Ferring Pharmaceuticals Data Breach Leaks Social Security Numbers

Ferring Pharmaceuticals Inc. recently experienced a data breach stemming from a phishing attack. On October 16, 2024, the company discovered suspicious activity linked to an employee's email account.

Upon investigation, it was determined that unauthorized access to the account may have exposed sensitive personal information. The breach was disclosed to the Massachusetts Attorney General's office on December 5, 2024, and impacted at least two individuals in the state.

The compromised data included:

• Names
• Social Security numbers
• Work profile details, such as job history, current projects, and education profiles

The breach occurred when a phishing attack successfully targeted an employee's email account. This type of cyberattack typically involves tricking individuals into providing sensitive information or granting access to systems by posing as a legitimate entity. While the exact scope of the breach is still being assessed, the exposure of Social Security numbers and work-related details makes this incident particularly concerning.

You can review the official disclosure submitted to the Massachusetts Attorney General's office.

Ferring Pharmaceuticals' response

Ferring Pharmaceuticals acted promptly upon discovering the breach. The company immediately implemented a forced password reset for the affected email account and secured its email environment. A comprehensive internal investigation was launched to determine the extent of the breach, the specific data involved, and the individuals impacted. This review process concluded on October 28, 2024.

To mitigate the impact of the breach, Ferring Pharmaceuticals is offering affected individuals 18 months of complimentary identity protection services through Allstate Identity Protection's Pro+ Cyber plan. This service includes tri-bureau credit monitoring, dark web monitoring, financial transaction monitoring, and identity theft expense reimbursement of up to $1 million, among other features.
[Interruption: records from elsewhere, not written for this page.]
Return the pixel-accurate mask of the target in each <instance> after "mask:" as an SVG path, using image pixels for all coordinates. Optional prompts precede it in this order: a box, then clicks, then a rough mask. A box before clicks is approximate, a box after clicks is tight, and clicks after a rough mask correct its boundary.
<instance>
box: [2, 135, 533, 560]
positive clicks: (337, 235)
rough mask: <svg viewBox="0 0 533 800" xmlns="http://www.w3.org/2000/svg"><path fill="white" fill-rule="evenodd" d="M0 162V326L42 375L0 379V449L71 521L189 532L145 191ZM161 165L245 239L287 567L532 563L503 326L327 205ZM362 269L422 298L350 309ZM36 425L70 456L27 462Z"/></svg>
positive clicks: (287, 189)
Affected individuals will receive further instructions via email and mail regarding how to activate their identity protection benefits.

Steps to take if you are affected by the data breach

If you believe you may have been impacted by the Ferring Pharmaceuticals data breach, it is essential to take the following steps to protect your personal information:

1. Monitor your financial accounts and credit reports: Regularly review your bank statements, credit card activity, and credit reports for unauthorized transactions or suspicious activity. You can obtain a free credit report annually from each of the three major credit reporting agencies at AnnualCreditReport.com.
2. Place a fraud alert on your credit file: A fraud alert notifies creditors to verify your identity before opening new accounts in your name. Contact one of the three major credit reporting agencies—Equifax, Experian, or TransUnion—to place a free fraud alert.
3. Consider a security freeze: A security freeze restricts access to your credit file, preventing new accounts from being opened without your authorization. This is particularly useful if you suspect your Social Security number has been compromised.
4. Enroll in the free identity protection service: Take advantage of the complimentary 18-month Allstate Identity Protection Pro+ Cyber® plan offered by Ferring Pharmaceuticals. This service provides robust monitoring and support to help safeguard your identity.
5. Report suspicious activity: If you notice any signs of identity theft, such as unauthorized transactions or accounts opened in your name, report it immediately to your financial institution, local law enforcement, and the Federal Trade Commission (FTC) at ReportFraud.ftc.gov.
6. Stay vigilant: Be cautious of phishing emails or phone calls requesting personal information. Always verify the legitimacy of communications before responding or providing sensitive details.